The linchpin of Ella’s pieces are her signature rivets that hold these layers of materials together. She draws on “patience and nerve” to form them from gold wire. Having drilled holes in her piece, she feeds the filed and sanded wire through, and hammers the ends to create domes that secure it in place. She turns the jewel regularly to ensure the wire sits evenly on both sides.

The unique visual language of her work draws on the art, architecture and design that infused her childhood. “A lot of [my] early work would almost be postmodernism meets Edwardian meets Elizabethan,” she suggests. “Or [art] deco meets Renaissance.” She says that, in a bid to be “taken seriously”, early collections overtly referenced historical detailing and colours, and had a “sombre grandeur”. 

But her style has evolved as her confidence has grown. While historical visual influences still underpin her work, her aesthetic has become more playful, as evidenced by cake, sea creature and circus-themed collections. She has “amped up” her use of colour, shape and layering, and is more focused on texture and finish. 

Chocolate Box Brooches 2021, Ella Fearon-Low - ©Jocelyn Low

“As I’ve gone along, my life has become more complicated… and it’s almost like out of the darkness of those moments, and the darkness of the world around us, it’s this quiet act of rebellion to create work that is joyful and fun and maybe not too serious,” she says. “It’s almost that I thought I would make this very political, earnest work when I first started that would have deep meaning, and I would be able to talk about its story, but actually it’s almost landed up being the opposite of that. Instead of making work about Gaza, I’m making work that is the opposite of Gaza but almost in response to that.” 

Ella has always thought of jewellery as an art form and in recent years has developed her practice to make sculptural pieces that can displayed as decorative objects when not being worn. She mounted last year’s Juggle brooches on colourful wooden stands.  

At this year’s Goldsmiths’ Fair she is pushing the concept further for a site-specific installation that will see her adorn the Goldsmiths’ Hall with “jewellery”. These sculptural elements will foreground one of the drivers behind her work: the question of where value lies in a piece of jewellery. “I’ve gone down lots of little avenues behind the scenes during the time that I’ve been building my reputation,” she says. “And Jewels for the Hall is going to land up being an outlet for lots of those ideas and material experimentations.”  

Pluvia Laetus is a hanging installation of more than a hundred hand-carved and colourfully-decorated balsa wood lozenges, teardrop shapes and seed forms, suspended from an archway above a mirror. Ella has also created wearable versions: 10 large balsa brooches. 

The Dreamers is a series of four brooches and a pendant that will sit under glass cloches. Ella has gilded the back of these clear Lucite pieces, and the Lucite discs on which they sit, and drawn nature-inspired pattens into the gold leaf.  

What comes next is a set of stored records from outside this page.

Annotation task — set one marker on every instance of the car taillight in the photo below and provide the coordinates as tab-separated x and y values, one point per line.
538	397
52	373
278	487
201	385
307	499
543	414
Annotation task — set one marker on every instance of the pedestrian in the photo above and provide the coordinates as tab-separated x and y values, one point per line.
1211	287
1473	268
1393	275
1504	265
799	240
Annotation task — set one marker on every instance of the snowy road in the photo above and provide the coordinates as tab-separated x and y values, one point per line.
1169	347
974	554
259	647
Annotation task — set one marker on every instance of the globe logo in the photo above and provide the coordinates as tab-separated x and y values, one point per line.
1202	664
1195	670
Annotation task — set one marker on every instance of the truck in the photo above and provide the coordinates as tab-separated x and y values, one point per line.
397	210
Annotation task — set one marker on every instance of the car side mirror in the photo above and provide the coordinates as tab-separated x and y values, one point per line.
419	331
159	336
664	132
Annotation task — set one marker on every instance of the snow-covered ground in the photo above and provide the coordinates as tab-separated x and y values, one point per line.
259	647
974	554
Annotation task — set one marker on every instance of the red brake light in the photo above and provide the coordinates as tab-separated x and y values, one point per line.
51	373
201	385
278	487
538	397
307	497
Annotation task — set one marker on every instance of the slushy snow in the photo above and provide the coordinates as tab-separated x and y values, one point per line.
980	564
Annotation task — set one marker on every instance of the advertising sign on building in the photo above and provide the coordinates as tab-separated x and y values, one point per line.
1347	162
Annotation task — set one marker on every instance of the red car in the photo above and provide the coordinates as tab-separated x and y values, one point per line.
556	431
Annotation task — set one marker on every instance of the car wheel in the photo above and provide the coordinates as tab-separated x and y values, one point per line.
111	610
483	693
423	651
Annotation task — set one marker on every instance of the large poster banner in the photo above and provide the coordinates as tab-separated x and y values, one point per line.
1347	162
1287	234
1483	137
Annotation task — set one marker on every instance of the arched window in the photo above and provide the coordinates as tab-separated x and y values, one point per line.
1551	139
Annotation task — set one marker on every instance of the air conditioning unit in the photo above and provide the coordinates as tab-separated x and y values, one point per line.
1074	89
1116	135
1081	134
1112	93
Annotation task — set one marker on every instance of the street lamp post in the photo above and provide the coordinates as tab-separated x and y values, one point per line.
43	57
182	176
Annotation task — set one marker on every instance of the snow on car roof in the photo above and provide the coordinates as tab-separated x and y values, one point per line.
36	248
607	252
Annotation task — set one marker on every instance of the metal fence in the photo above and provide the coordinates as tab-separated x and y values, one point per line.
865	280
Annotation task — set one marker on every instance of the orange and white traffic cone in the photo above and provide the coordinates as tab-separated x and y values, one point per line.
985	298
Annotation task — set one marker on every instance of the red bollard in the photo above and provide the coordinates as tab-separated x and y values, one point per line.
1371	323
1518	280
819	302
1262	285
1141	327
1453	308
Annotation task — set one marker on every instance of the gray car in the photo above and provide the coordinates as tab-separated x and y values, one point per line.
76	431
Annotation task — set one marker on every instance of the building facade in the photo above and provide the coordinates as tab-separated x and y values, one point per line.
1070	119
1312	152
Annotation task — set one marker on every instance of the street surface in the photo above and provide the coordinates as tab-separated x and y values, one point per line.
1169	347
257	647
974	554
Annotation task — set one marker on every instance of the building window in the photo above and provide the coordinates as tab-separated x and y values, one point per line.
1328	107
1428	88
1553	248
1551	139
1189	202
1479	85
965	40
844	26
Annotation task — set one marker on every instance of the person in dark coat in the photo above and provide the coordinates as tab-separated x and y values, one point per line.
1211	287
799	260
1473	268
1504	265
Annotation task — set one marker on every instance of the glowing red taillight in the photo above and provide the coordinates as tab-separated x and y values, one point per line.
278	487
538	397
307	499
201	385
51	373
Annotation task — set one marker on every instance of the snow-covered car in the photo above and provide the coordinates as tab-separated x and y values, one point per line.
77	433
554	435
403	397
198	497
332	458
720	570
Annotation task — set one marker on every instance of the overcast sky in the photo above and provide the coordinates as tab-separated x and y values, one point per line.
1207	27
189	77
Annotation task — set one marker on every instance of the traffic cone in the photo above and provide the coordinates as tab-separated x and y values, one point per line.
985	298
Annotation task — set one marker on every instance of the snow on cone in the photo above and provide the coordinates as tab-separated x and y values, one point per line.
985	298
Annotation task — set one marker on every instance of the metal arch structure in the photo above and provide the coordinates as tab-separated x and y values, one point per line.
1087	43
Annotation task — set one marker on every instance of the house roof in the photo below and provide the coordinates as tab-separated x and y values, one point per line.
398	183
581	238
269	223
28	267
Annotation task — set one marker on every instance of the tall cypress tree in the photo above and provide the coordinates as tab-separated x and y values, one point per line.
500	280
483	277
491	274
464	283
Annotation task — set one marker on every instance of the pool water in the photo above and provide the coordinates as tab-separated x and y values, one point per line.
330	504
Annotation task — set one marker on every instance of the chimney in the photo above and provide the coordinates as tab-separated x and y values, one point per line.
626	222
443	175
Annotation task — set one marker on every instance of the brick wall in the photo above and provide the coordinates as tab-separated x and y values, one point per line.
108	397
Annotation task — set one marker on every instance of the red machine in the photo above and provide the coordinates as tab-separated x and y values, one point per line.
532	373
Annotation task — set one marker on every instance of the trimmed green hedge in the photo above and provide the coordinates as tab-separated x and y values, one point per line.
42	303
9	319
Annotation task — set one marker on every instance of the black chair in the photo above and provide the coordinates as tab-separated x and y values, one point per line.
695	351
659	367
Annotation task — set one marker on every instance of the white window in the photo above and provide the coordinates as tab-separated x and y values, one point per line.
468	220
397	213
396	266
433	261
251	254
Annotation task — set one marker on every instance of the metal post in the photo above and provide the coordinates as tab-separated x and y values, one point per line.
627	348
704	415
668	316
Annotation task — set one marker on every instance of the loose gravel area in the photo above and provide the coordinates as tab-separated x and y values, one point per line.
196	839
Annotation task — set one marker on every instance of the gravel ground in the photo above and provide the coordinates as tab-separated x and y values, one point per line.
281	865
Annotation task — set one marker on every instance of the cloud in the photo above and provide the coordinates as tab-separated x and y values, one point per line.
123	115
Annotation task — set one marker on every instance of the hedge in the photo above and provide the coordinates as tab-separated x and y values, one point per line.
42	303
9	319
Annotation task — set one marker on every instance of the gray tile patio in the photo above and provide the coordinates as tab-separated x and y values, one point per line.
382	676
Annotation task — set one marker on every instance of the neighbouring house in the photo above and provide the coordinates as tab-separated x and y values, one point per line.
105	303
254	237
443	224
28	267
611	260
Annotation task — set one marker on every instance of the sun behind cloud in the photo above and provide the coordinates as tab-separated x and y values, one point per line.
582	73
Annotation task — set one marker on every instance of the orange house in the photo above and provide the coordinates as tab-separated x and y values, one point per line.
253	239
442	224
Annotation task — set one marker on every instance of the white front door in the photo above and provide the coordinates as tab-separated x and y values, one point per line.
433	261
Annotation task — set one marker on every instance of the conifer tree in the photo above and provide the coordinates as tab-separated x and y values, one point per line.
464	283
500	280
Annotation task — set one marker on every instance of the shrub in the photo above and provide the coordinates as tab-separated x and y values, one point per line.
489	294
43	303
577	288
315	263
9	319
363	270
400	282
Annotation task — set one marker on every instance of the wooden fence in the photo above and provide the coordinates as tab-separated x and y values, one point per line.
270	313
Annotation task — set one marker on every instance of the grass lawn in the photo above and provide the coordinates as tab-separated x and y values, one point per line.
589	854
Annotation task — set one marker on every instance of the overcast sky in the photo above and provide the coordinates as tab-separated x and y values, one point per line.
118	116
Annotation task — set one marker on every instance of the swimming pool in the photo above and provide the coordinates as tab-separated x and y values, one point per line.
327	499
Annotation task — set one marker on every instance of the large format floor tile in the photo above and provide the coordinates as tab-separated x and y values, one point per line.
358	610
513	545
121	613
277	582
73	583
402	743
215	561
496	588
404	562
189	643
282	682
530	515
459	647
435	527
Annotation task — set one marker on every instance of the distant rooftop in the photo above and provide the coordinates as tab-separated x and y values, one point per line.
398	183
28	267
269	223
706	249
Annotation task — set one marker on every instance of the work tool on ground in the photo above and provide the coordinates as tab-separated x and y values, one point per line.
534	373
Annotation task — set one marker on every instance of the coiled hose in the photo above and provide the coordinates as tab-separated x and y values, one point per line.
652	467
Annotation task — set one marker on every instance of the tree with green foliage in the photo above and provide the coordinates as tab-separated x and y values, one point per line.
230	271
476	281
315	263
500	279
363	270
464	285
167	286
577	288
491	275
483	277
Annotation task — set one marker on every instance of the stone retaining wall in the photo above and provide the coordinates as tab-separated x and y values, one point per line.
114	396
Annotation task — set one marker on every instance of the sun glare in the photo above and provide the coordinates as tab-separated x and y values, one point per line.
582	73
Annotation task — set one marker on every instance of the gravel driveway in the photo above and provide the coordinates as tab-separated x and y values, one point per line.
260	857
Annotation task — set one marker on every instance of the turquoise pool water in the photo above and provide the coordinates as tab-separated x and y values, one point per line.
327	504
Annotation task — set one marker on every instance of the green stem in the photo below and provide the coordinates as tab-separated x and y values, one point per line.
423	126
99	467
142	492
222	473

Three Queens, which takes its name from a brooch in Ella’s first collection, Rococo, is a series of three characterful sculptural forms created in collaboration with the wood-turning duo Ash & Plumb. Decorated dry wood bases and finials bookend charred and polished green wood bodies, inspired by the power of the chess piece but taking visual cues from everything from Roman to modernist sculpture. 

Finally, for Offerings, Ella has created platters of gilded plaster gifts for sculptures in the Grade I-listed hall, inspired by the three wise men’s gold, frankincense and myrrh. She used shells and broken ceramic pieces scavenged from beaches to imprint pattern and texture onto the clay used to form the mould.  

Some of her collected treasures have found their moment.